Peut-être il n'est qu'une espèce de cécité psychique; l'incapacité de reconnaître les objets malgré une vue normale.

Il me passe entre silences et croyance à l'ombre de la peur.

Un brouillard nimbe son corps.  C'est lui ou la pluie qui a perdu son chemin?  L'homme fait l'effort, sans savoir s'il existe, s'il n'est pas l'homme mais l'interprétation de l'homme.

La brouillard rend invisible les formes.

Le visage de cet homme est un portrait ambigu.  Est-il un homme conceptuel instruit par l'expérience?

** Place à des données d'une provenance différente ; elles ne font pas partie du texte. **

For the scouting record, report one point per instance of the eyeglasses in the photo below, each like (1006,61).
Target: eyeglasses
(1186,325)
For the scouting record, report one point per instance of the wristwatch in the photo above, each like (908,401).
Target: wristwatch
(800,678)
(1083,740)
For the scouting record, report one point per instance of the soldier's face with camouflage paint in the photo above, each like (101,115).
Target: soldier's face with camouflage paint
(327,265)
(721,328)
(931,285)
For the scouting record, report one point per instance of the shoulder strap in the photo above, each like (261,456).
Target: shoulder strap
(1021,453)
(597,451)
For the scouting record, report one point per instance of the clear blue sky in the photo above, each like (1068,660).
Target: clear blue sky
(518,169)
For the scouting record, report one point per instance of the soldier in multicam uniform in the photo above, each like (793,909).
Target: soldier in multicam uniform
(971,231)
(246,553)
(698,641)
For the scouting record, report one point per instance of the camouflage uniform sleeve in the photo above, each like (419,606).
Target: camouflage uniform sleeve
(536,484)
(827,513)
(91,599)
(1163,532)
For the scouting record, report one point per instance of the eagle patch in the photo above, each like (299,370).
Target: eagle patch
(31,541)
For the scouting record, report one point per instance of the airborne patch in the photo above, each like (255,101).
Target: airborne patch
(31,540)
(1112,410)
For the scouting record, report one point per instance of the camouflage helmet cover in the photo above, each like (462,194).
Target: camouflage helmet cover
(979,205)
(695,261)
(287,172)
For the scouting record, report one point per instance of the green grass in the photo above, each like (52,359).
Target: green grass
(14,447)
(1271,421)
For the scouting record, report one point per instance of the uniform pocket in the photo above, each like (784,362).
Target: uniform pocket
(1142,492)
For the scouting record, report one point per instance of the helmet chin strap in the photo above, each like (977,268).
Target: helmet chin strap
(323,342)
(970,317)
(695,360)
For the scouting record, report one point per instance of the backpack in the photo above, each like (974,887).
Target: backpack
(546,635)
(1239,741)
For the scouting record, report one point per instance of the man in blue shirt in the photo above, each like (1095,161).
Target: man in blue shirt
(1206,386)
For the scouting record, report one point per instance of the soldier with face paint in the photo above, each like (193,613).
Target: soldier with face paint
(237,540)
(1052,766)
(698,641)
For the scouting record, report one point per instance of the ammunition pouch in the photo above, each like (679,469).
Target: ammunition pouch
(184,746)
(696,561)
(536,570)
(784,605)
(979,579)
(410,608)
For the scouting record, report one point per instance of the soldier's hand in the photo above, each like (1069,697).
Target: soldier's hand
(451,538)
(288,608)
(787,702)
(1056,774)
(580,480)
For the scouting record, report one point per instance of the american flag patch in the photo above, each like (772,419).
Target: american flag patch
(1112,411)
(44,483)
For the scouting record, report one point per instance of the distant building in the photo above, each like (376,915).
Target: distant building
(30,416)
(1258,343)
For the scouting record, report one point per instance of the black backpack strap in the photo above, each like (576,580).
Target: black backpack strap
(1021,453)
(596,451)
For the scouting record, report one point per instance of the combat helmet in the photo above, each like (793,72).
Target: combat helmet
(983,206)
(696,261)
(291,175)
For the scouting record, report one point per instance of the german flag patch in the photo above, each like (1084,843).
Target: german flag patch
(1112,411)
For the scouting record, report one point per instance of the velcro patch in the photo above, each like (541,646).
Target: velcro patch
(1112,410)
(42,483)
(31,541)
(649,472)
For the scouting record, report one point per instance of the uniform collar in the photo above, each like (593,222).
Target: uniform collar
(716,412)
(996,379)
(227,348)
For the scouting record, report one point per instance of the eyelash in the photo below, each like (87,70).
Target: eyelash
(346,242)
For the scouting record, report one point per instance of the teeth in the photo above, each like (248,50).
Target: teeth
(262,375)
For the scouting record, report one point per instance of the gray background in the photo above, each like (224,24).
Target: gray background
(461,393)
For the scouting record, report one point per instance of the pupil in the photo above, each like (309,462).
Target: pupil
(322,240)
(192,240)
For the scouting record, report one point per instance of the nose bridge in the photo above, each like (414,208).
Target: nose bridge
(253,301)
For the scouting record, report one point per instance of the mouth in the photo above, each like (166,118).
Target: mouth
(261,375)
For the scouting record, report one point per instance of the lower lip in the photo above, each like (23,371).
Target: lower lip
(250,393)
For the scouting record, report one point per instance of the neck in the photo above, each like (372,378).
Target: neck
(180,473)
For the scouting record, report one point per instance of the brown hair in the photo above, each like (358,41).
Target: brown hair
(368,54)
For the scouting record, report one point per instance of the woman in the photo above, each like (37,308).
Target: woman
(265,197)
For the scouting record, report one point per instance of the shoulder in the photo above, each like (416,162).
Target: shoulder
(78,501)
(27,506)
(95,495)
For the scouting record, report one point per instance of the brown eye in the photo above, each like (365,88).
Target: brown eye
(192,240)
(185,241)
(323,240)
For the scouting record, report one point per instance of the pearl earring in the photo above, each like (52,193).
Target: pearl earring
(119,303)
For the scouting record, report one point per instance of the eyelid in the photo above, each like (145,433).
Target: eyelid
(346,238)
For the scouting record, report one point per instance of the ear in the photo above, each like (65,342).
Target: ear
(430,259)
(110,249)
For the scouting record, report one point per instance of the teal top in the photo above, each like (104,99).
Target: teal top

Il n'est pas un homme qui se manifeste vivement.  Il ne cherche rien.  Il n'est pas un homme tressaillant de crainte, même si la pluie s'abat sur lui comme sur moi.  Non.  Il s'éloigne de la pluie même sous la pluie.  Il fait face à ce qui arrive.  C'est une dissimulation afin de cacher sa vérité.  Il prend conscience de la base réelle de l'imaginaire.  Il rebelle contre la nature.  Il refuse de prendre les choses pour ce qu'elles sont.

La pluie est consumée en désirs indomptables.  C'est une pluie de désespoir.

Tout ce qui arrive est nécessaire.  Même mes émotions négatives pourraient m'aider.

Je ne veux plus faire couler le sang des animaux dans les rues.  Ces images me suivent non seulement au travail mais en dehors du travail.  Oui, je pensais que j'avais besoin d'un suivi psychiatrique.  Mais la vérité est que j'ai besoin d'une fin des carcasses, des pieds sectionnées, des panses et des intestins, la fin des animaux hissés à un treuil et saigné.

Mon travail exige un prix énorme.

J'ai l'intention de demander à cet homme comment je pourrais avoir le sentiment d'être perdu même si je connais le chemin.

Le chemin est le début, un fragment de l'avenir nécessaire, la mélancolie renforcée.

C'est sûr que je faillais être hospitalisé.  J'avais craqué.  Je ne dormais plus.  J'hallucinais.

La pluie écoule à la surface du trottoir.  Je me promène dans les gouttelettes d'eau, dans le ruissellement de la pluie.

L'homme disparaît.

La pluie continue.

Elle remue dans mon être des émotions abyssales, des profondeurs d'un abîme inimaginable.  Elle compose une aubade plus apte qu'une simple combinaison de sons, .

Ce monde intérieur émergent de la réalité quotidienne de l'extérieur me porte à croire que quelque chose en moi s'est cassé.

Les minuscules gouttes d'eau tombent avec un sensibilité indicible.

Je lève les yeux.  Plus le nuage est épais, plus il paraît sombre car la lumière a beaucoup des difficultés à traverser ces gouttes d'eau.

Le sol réémet la lumière par réflexion qui ajoute un peu de lumière à la surface visible des nuages mais l'ombre ne cesse de gagner du terrain.

Ces nuages et ces ombres révèlent l’avènement d'une vérité inadmissible.